Total number of Optimal Solutions
The optimal solution here refers to the solution with the largest total item value. Take the 01 backpack as an example.
Combined with the idea of finding the maximum total value and the total number of solutions, the total number of optimal solutions can be calculated as follows: F [I] [v] means the same as above, G [I] [v] indicates the total number of optimal solutions for this subproblem, the pseudo code of G [I] [v] while obtaining f [I] [v] is as follows:
For I = 1. n
For V = 0 .. v
F [I] [v] = max {f [I-1] [v], F [I-1] [V-C [I] + W [I]}
G [I] [v] = 0
If (F [I] [v] = f [I-1] [v])
INC (G [I] [v], G [I-1] [v])
If (F [I] [v] = f [I-1] [V-C [I] + W [I])
INC (G [I] [v], G [I-1] [V-C [I])
If this is the first time you see such a problem, Please carefully understand the above pseudo code.
Obtain the sub-optimal solution and the K-Optimal Solution
For the problem of the sub-optimal solution and the K-optimal solution, if the corresponding optimal solution can write the state transition equation and solve it with dynamic planning, the sub-optimal solution can be solved with the same complexity, the k-th optimal solution is a factor k more than the complexity of the optimal solution.
The basic idea is to convert each State into an ordered queue and convert the max/min in the state transition equation into a merge of ordered queues. Here, we will continue to explain the 0th backpack as an example.
First, let's take a look at the state transition equation for the 01 backpack to find the optimal solution:F [I] [v] = max {f [I-1] [v], F [I-1] [V-C [I] + W [I]}
. If the k-th optimization is required, the state f [I] [v] should be a K-sized array f [I] [V] [1. K]. F [I] [V] [k] indicates the value of the K-optimal solution when the size of the first item and backpack is v. "F [I] [v] is an array of K sizes", which may be easier to understand if you are familiar with C, alternatively, you can simply consider adding one dimension to the original equation. Obviously, F [I] [V] [1 .. k] is arranged in ascending order, so we regard it as an ordered queue.
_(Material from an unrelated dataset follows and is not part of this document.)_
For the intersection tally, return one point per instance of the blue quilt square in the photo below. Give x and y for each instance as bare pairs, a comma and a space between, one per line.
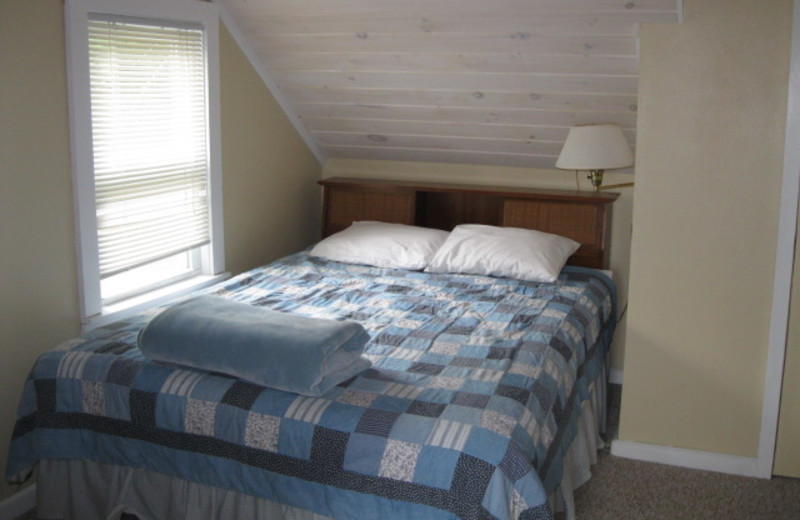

Then the original equation can be interpreted: f [I] [v] This ordered queue is ordered by F [I-1] [v] and f [I-1] [V-C [I] + W [I] the queue is merged. Ordered queue f [I-1] [v] That f [I-1] [V] [1 .. k], F [I-1] [V-C [I] + W [I] is understood as in F [I-1] [V-C [I] [1 .. k. Merge the two ordered queues and store the first K items of the results to f [I] [V] [1 .. k]. The complexity is O (k ). The final answer is f [N] [V] [K]. The total complexity is O (vnk ).
Why is this method correct? In fact, the process of solving a correct state transition equation traverses all available policies, which overwrites all solutions to the problem. However, the optimal solution is ignored because it is the optimal solution. If each State is represented as a K-sized array, and the first K Optimal Values of the State can be saved in an orderly manner in this array. Then, the max operation for any two States is equivalent to the merge of two ordered queues from large to small.
In addition, pay attention to the definition of "k-optimal solution". The two schemes with different policies but the same weights are considered as the same solution or different solutions. If it is the former, it is necessary to ensure that the number in the queue is not repeated during the maintenance of the ordered queue.
Summary
Obviously, it is impossible to exhaust all questions about Dynamic Planning of backpacks. There is even a kind of problem of Combining dynamic planning of backpacks with other fields (such as number theory and graph theory), which will not be discussed in this article. However, it is not difficult to come up with an algorithm as long as you have a profound understanding of the ideas and state transfer equations of all the aforementioned categories and encounter other deformation questions, as long as the question difficulty is still noip.
It should also be an oier's quality.